9 February 2021 | News
by Ian Michael

Femtosecond direct laser writing as a 3D printing technology has been one of the key building blocks for miniaturisation in modern times. It has transformed the field of complex microoptics since the early 2000s. Medical engineering and consumer electronics have benefitted from these developments. It is now possible to create robust, monolithic and nearly perfectly aligned freeform optical systems on almost arbitrary substrates such as image sensors or optical fibres.

Simultaneously, the miniaturisation of spectroscopic measurement devices has been advanced, for instance based on quantum dot or nanowire technology. These are based on computational approaches, which have the drawback of being calibration sensitive and require complex reconstruction algorithms. Now, a team of scientists, led by Professor Alois Herkommer and Professor Giessen from the University of Stuttgart, have demonstrated an angle-insensitive, 3D-printed miniature spectrometer with a direct separated spatial–spectral response. It has a volume of less than 100 × 100 × 300 μm3.
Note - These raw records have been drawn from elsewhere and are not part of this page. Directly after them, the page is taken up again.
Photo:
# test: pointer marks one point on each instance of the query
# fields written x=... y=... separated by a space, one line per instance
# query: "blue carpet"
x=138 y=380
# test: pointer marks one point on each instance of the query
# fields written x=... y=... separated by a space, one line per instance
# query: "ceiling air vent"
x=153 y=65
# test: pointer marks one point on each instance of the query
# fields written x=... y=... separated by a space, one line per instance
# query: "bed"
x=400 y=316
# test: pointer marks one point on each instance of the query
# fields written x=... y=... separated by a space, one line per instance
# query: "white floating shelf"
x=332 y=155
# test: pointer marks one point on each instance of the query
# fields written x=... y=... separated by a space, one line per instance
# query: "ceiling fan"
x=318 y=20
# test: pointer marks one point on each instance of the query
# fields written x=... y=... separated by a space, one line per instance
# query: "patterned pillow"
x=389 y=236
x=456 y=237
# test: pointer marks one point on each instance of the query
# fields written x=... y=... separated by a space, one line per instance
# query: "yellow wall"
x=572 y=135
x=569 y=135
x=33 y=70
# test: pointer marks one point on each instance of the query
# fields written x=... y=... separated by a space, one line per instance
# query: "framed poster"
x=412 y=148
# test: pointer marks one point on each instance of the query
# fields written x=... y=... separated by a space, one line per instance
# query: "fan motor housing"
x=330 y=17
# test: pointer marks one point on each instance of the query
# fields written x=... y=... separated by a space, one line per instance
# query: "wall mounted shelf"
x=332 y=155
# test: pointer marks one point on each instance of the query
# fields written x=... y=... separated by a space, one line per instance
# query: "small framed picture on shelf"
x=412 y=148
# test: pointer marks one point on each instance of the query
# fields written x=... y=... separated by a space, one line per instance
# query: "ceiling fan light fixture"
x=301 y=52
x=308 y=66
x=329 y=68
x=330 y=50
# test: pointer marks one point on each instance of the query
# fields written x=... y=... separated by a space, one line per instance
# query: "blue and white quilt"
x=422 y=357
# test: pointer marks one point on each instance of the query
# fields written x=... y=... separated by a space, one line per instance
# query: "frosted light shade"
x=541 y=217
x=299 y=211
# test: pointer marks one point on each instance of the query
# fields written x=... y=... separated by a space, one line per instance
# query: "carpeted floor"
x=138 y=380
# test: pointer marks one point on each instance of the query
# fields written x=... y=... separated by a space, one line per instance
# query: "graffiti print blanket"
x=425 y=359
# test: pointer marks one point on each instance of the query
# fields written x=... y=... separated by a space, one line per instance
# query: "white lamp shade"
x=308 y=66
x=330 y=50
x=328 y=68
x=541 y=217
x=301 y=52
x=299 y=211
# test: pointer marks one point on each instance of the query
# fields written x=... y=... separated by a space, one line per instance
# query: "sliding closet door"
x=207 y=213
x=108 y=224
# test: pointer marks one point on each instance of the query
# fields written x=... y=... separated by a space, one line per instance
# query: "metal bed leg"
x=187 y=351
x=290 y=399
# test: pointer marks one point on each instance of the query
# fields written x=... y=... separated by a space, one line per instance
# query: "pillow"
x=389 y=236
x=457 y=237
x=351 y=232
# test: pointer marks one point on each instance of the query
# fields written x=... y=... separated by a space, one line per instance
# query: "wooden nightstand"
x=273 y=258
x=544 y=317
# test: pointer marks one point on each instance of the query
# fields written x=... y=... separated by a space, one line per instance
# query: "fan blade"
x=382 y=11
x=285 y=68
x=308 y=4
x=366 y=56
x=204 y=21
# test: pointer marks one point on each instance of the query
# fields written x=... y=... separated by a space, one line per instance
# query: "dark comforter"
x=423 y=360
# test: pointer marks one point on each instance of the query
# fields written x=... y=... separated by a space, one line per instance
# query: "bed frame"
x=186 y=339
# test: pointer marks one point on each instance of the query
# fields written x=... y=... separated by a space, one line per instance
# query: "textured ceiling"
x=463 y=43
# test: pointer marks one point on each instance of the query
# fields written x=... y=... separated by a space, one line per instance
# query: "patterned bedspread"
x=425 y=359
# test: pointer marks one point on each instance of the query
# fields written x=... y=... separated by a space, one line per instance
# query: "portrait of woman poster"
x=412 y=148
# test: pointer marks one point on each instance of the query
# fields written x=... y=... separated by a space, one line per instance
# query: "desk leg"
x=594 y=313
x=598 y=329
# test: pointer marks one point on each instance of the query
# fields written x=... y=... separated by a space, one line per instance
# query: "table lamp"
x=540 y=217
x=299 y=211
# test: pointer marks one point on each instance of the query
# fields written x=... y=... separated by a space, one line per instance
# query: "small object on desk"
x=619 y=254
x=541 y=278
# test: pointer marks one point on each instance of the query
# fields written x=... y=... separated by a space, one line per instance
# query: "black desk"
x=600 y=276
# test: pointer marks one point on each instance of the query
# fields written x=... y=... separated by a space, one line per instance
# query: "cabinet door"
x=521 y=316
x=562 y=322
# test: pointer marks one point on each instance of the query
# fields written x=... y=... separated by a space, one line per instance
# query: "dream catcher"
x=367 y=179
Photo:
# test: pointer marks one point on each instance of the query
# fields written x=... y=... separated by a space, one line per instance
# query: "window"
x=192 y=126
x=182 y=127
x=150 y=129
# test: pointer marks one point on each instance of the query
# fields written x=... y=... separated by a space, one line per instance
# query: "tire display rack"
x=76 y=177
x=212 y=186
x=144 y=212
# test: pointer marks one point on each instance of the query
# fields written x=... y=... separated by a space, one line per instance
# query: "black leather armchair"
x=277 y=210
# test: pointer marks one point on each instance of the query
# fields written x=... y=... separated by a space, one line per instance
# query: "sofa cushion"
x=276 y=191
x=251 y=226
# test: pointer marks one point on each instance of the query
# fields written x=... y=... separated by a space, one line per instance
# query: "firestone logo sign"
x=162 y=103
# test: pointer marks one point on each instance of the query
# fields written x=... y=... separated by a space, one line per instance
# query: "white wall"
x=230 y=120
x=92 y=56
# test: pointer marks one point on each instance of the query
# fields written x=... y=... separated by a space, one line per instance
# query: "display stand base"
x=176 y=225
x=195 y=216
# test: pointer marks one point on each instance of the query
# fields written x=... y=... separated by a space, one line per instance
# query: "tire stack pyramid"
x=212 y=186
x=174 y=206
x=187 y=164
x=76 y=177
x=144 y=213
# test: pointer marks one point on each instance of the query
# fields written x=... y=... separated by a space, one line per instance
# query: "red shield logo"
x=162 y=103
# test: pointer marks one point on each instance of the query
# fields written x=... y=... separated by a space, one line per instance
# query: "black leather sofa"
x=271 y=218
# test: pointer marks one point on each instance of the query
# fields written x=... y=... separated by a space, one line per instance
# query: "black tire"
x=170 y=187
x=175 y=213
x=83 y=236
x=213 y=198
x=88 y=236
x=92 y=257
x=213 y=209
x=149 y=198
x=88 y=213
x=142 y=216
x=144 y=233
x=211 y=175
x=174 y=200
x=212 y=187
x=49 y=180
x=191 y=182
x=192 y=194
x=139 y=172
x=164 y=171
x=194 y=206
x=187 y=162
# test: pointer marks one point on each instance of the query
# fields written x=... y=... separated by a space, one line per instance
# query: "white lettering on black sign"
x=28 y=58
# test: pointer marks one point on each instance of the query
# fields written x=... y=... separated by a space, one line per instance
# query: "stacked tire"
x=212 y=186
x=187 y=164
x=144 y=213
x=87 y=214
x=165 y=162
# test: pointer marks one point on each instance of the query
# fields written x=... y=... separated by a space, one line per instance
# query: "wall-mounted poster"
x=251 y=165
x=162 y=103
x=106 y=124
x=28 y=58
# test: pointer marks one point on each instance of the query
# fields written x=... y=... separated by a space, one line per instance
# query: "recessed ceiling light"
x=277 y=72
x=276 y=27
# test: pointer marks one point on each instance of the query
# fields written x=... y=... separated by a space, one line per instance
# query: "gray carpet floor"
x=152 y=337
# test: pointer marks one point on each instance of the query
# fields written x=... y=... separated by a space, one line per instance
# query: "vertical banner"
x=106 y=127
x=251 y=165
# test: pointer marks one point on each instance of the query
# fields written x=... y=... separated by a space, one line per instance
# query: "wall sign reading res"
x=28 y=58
3D-printed miniature spectrometer. a, wave-optical simulation of the spectrometer. b, microscope image of the fabricated spectrometer overlayed with the intensity distribution from a. c, array of fabricated spectrometers. Credit: Andrea Toulouse, Johannes Drozella, Simon Thiele, Harald Giessen and Alois Herkommer

The design is based on a classical grating spectrometer and was fabricated via two-photon direct laser writing combined with a super-fine inkjet process. Its tailored and chirped high-frequency grating enables strongly dispersive behaviour. The miniature spectrometer features a wavelength range in the visible from 490 nm to 690 nm. It has a spectral resolution of 9.2 ± 1.1 nm at 532 nm and 17.8 nm ± 1.7 nm at 633 nm. First author Andrea Toulouse commented on its potential.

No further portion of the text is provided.